First, I'll note that the statement given is incorrect, read literally. For one thing, you need $q(x)$ to be monic, since the minimal polynomial is always monic; also, depending on your definition of characteristic polynomial, you need either $p(x)$ to be monic, or you need the leading coefficient to be $(-1)^{\deg p}$.
Even with those to issues, it is still incorrect as written:
Take $k=\mathbb{R}$, $p(x) = x^4-1$, and $q(x)=x^2-1$. Since $p(x)=(x^2-1)(x^2+1)$, then $q(x)$ divides $p(x)$. In addition, every root of $p(x)$ is a root of $q(x)$ (the only roots are $1$ and $-1$. However, there is no matrix that has $x^4-1$ as the characteristic polynomial and $x^2-1$ as the minimal polynomial (even over $\mathbb{C}$). Why? Because every irreducible factor of the characteristic polynomial of $A$ must divide the minimal polynomial of $A$. So if a matrix with real coefficients has characteristic polynomial $x^4-1$, then the minimal polynomial must be a multiple of $x^2+1$, which $q(x)$ is not.
To fix the statement, you should change
... every root of $p(x)$ is a root of $q(x)$ ...
to
... every root of $p(x)$ in an algebraic closure of $k$ is a root of $q(x)$...
Once that change is made, the asserted result is true.
The simplest way to do this is to use the Rational Canonical Form. Let $\phi_1(x),\ldots,\phi_k(x)$ be the irreducible factors (over $k$) of $p(x)$: $p(x) = (-1)^{n}(\phi_1(x))^{n_1}\cdots (\phi_k(x))^{n_k}.$ The conditions on $q(x)$ and $p(x)$ mean that $\phi_1,\ldots,\phi_k$ are also precisely the irreducible factors of $q(x)$, so we have $q(x) = (\phi_1(x))^{m_1}\cdots (\phi_k(x))^{m_k}$ where $1\leq m_i\leq n_k$ for each $i$.
This tells you that in the rational canonical form for the matrix you are looking for, the companion matrices corresponding to $\phi_i(x)$ will have a block corresponding to the companion matrix of $\phi_i(x)^{m_i}$, but no companion matrix with larger power; and the exponents will add up appropriately to give the characteristic polynomial. So the simplest way to construct a matrix with $p(x)$ as the characteristic polynomial and $q(x)$ as the minimal polynomial is to take a block diagonal matrix in which each block is a companion matrix, with one block each for $\phi_1(x)^{m_1}$, $\phi_2(x)^{m_2},\ldots,\phi_k(x)^{m_k}$, and then "fill out" with $n_1-m_1$ companion blocks for $\phi_1(x)$, $n_2-m_2$ companion blocks for $\phi_2$, etc.
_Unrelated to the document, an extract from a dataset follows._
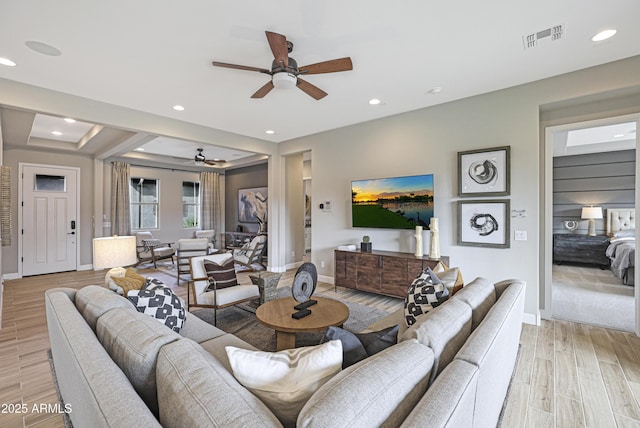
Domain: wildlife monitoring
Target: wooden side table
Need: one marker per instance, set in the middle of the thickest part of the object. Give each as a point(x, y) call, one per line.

This gives a matrix over $k$ that has $p(x)$ as the characteristic polynomial and $q(x)$ as the minimal polynomial
If $p(x)$ splits over $k$, you can instead use the Jordan canonical form. The multiplicities of the roots in $q(x)$ give you the largest Jordan block size that needs to be and can be present, while the multiplicities in $p(x)$ tell you how many $1\times 1$ blocks you should add to "fill out" the matrix.